Мужчина средних лет, с внешностью католика и мефистофельским носом, оказался с ней рядом в машине. Своим появлением он несказанно удивил Персонал: было хорошо известно, что никакие христианские миссии не работали сейчас в этом районе.

Они остановились перед Резиденцией Министра.

— Не делайте пока никаких резких движений, Магнус! — крикнула Мария незнакомцу поверх синей крыши «жигулей», когда они вышли. — С вами сначала познакомится Комендант…

— Какие движения здесь считаются резкими? — спросил, в свою очередь, тот, кого назвали Магнус. — Могу ли я отойти от машины на два шага? — попытался он шутить, но через минуту добавил:

— Да, такое ощущение, что ты на мушке…

— Два шага можно, — сказала Мария равнодушно. — Но не бегите пока собирать землянику в лес. За вами следит снайпер…

Приезжий покосился на крыши Резиденции.

— Как только Комендант осмотрит вас, с вас сразу снимут прицел, — обнадежила его Мария и скрылась в дверях Резиденции.
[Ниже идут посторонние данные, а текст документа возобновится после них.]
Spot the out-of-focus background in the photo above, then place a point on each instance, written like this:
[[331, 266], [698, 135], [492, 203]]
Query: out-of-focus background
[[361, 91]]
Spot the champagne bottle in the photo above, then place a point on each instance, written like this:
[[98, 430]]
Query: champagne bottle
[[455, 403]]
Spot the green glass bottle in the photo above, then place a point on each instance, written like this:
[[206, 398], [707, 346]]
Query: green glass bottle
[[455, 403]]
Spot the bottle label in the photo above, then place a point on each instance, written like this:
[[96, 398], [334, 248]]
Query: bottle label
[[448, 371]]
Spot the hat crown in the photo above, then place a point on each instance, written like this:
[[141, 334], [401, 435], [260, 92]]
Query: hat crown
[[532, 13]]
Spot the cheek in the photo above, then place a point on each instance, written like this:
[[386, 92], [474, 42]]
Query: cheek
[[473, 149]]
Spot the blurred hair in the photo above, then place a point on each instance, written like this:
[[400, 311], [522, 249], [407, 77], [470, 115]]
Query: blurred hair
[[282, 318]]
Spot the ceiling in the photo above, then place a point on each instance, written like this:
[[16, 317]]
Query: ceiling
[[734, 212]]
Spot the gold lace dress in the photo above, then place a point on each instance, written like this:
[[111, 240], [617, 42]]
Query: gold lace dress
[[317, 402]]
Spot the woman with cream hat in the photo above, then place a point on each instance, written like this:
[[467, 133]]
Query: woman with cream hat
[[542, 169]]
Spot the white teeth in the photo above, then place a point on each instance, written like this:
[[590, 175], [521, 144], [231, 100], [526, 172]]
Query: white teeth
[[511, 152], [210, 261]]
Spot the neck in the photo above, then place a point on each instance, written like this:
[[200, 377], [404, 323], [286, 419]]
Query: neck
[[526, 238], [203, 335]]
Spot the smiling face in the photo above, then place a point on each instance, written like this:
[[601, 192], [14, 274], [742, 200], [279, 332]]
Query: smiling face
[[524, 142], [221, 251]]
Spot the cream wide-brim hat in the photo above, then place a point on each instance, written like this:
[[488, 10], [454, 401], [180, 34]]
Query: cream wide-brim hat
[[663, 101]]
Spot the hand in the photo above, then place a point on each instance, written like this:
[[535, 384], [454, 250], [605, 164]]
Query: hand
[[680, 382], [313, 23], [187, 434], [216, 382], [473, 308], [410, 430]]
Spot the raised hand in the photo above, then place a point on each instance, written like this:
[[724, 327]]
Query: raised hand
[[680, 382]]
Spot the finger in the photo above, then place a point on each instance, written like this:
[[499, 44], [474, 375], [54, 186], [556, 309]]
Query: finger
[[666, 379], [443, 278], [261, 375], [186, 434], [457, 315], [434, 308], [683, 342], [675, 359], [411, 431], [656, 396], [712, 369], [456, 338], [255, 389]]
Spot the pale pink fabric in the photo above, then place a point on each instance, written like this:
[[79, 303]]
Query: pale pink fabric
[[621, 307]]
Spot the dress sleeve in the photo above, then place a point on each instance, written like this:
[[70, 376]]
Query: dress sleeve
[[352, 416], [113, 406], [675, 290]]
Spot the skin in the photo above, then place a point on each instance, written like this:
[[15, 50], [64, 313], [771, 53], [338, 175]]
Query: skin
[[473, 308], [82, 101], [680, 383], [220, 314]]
Строили в Большой Империи безбожно — фантазия у архитекторов, несомненно, была опасной, и только плохие технологи не позволяли им разнуздать ее, как хотелось бы. В результате, крыша у Резиденции напоминала крышку от кастрюли, которую как бы накрыли временно, не зная пока, что еще добавить в суп. Резиденция была той архитектуры, где чересчур близко к сердцу принимают стандарты и равенство: комнаты для гостей правительства помещались в один ряд в три этажа, и поэтому Резиденция больше напоминала пансионат для престарелых, чем Загородный Дом для Начальника Империи.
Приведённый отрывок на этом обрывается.